As regras de participação não dispensam a fiscalização. Membros da organização vão acompanhar os vários blocos para garantir o cumprimento das medidas de segurança. Se houver desrespeito, as pessoas serão alvo de chamadas de atenção e, caso se recusem a cumprir as regras, serão convidadas a sair. “Não estamos num momento e que possamos ser permissivos”, aponta, ressalvando que a comunidade está consciente do que está a acontecer e que conta que as recomendações sejam cumpridas. No momento final dos discursos vão decorrer, ainda, serviços de ordem para reforçar a importância do cumprimento das medidas de higiene e segurança.

As causas inadiáveis

Apesar da situação epidemiológica em que se encontra a região de Lisboa, pareceu imperativo, mais do que nunca, o exercício do direito de manifestação, explica Carmo Ferreira. Além do “crescimento tão grande do movimento de extrema-direita” que se vive actualmente, pesou na decisão o impacto social da pandemia nesta comunidade.

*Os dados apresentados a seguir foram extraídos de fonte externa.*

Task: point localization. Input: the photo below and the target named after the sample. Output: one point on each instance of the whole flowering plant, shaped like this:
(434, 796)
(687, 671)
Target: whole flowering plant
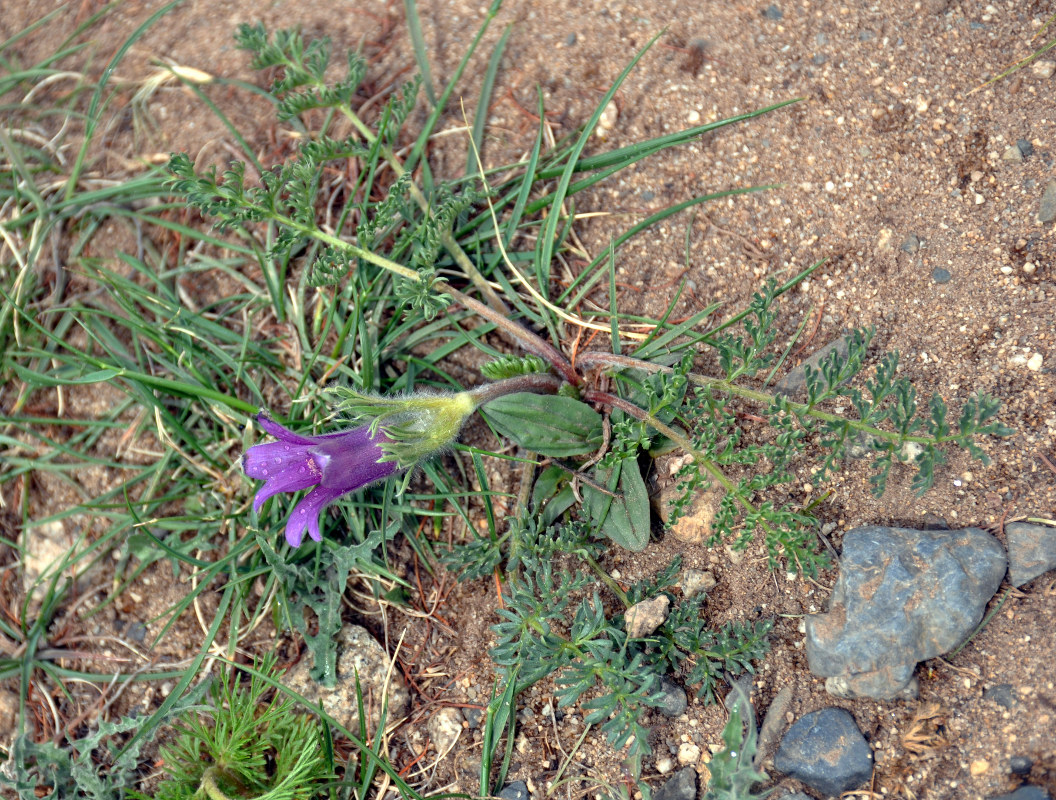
(394, 435)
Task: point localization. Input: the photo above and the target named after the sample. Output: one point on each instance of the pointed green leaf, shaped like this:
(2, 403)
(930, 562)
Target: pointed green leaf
(548, 424)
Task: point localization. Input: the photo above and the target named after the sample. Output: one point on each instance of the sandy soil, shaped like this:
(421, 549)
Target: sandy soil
(891, 168)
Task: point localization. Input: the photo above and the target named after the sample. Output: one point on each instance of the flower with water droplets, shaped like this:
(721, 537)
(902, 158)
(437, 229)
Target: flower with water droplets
(400, 434)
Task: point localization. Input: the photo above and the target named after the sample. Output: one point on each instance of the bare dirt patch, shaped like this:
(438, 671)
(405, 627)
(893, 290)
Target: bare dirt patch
(891, 168)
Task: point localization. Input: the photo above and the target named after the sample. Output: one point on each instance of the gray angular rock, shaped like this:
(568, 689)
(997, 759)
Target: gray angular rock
(1032, 551)
(682, 785)
(826, 750)
(1024, 793)
(644, 617)
(902, 596)
(1020, 765)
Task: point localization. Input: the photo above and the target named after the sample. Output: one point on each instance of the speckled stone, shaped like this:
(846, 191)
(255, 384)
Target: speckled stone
(826, 750)
(902, 596)
(1032, 551)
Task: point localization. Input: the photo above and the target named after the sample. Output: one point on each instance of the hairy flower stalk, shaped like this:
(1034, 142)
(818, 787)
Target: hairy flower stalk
(394, 435)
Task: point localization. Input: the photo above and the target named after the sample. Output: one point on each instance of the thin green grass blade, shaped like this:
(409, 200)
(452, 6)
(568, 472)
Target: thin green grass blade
(94, 107)
(418, 44)
(481, 117)
(440, 106)
(548, 236)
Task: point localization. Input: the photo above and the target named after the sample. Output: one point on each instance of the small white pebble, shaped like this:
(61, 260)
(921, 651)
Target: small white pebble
(1043, 69)
(689, 754)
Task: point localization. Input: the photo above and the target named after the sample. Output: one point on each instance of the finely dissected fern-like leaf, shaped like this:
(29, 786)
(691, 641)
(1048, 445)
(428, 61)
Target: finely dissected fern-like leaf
(249, 741)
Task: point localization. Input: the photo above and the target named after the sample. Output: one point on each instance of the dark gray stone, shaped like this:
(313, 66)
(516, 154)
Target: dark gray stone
(935, 522)
(902, 596)
(675, 701)
(794, 384)
(1003, 694)
(1032, 551)
(514, 791)
(1047, 210)
(682, 785)
(826, 750)
(1020, 765)
(1024, 793)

“A situação de pandemia empurrou muitas pessoas LGBTI+ para ambientes inseguros e mostrou que, a nível institucional, ainda não têm estruturas preparadas”, sustenta, exemplificando que os abrigos não conseguiram dar resposta às necessidades. 

Em comunicado, a organização da marcha — que se realiza sob o lema “desconfinar direitos, afastar preconceitos” — elenca várias causas que motivam o evento. Entre elas estão o crescimento da precarização do trabalho (especialmente para trabalhadores do sexo), o difícil acesso à habitação e à saúde (especialmente a saúde sexual de pessoas “trans” e intersexo), o racismo e a xenofobia.

A comunidade marcha pela urgência de uma resposta estatal social, educativa e política face a estes e outros tantos problemas acentuados pela pandemia, que ainda ameaçam a livre expressão da identidade. “Continuamos a ver os nossos direitos desiguais, onde ainda não podemos existir na vida pública de forma pacífica”, rematam.